Unfortunately, being in orbit is not the same as being adrift in space. You are still being affected by Earth’s gravity, and you are moving along a curved path. Now, if you’re a few yards from the space shuttle and you want to get back to it with your rocket backpack, everything works as you expect because you don’t go too far around the curve in the time it takes you to reach the shuttle.
However, if you’re a long way from the shuttle you’re going to have problems just pointing your backpack and thrusting towards it. If you’re trying to catch it up you’ll put yourself in a higher, slower orbit and it’ll draw away from you. Or if you’re slowing down to let it catch you up, you’ll put yourself in a lower, faster orbit and pull away from it. Tricky business!
Back to your thought experiment - you don’t need a retaining strap (hooked to what?) If you really don’t want to give yourself a shove as well, take two equal masses in orbit with you (say a couple of refrigerators) and shove them apart with your arms, one towards Earth, one away.
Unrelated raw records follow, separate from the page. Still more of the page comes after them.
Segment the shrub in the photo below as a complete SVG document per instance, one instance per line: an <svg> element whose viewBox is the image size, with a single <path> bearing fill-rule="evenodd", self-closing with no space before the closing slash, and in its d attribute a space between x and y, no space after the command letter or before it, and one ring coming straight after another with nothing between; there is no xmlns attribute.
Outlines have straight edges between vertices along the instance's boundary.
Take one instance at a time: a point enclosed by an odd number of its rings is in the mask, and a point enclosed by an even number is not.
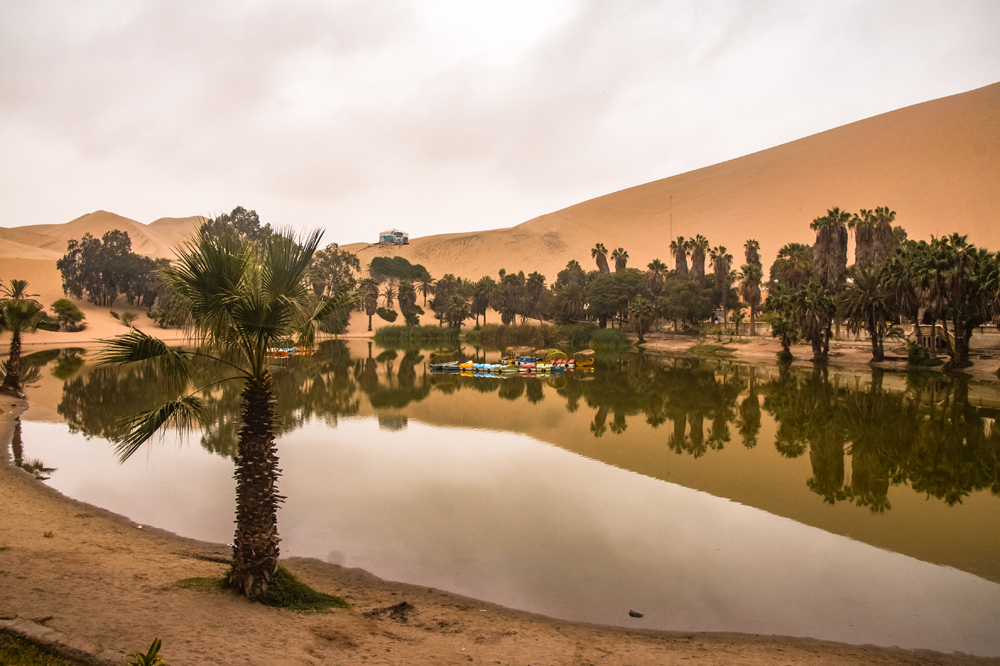
<svg viewBox="0 0 1000 666"><path fill-rule="evenodd" d="M390 324L396 321L396 317L399 316L399 313L396 312L395 310L386 310L385 308L379 308L378 310L375 311L375 314L377 314L379 317L389 322Z"/></svg>
<svg viewBox="0 0 1000 666"><path fill-rule="evenodd" d="M917 367L932 367L943 363L930 350L921 347L912 340L906 343L906 362L908 365Z"/></svg>
<svg viewBox="0 0 1000 666"><path fill-rule="evenodd" d="M55 313L56 322L67 331L82 331L87 327L83 323L87 316L68 298L60 298L54 302L52 312Z"/></svg>
<svg viewBox="0 0 1000 666"><path fill-rule="evenodd" d="M440 326L383 326L375 331L379 344L435 343L458 344L458 329Z"/></svg>
<svg viewBox="0 0 1000 666"><path fill-rule="evenodd" d="M111 311L111 316L125 324L126 326L132 326L132 322L139 318L139 315L132 312L131 310L125 310L124 312Z"/></svg>

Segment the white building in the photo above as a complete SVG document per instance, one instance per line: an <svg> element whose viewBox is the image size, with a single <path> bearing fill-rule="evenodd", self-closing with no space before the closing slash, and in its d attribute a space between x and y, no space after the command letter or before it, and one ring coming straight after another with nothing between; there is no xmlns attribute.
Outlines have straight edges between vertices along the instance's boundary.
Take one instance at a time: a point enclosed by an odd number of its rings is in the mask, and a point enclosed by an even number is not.
<svg viewBox="0 0 1000 666"><path fill-rule="evenodd" d="M384 245L409 245L410 234L399 229L389 229L379 233L378 242Z"/></svg>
What happens? I’m not an expert, but I’ll tell you what DOESN’T happen - the refrigerator you shoved towards the Earth won’t hit it, and the one you shoved away won’t go to find its destiny among the stars.
To a first approximation, the one you shoved towards the Earth has been put in a lower orbit, which is faster and so you’ll see it pull away from you and eventually vanish over the Earth’s horizon. If you wait a really long time, it will reappear from behind the Earth on the opposite side.
The one you shoved away from the Earth has been put in a lower orbit, which is slower, and so you’ll see it fall behind your orbit and vanish over the Earth’s horizon behind you.
A couple of problems - rather than putting them into higher and lower circular orbits, you’ll likely put them into elliptical orbits and it all gets more complicated.
- since we’re talking BIG distances and a comparatively gentle shove, you’ll probably die of old age before you get to see them pass behind the Earth.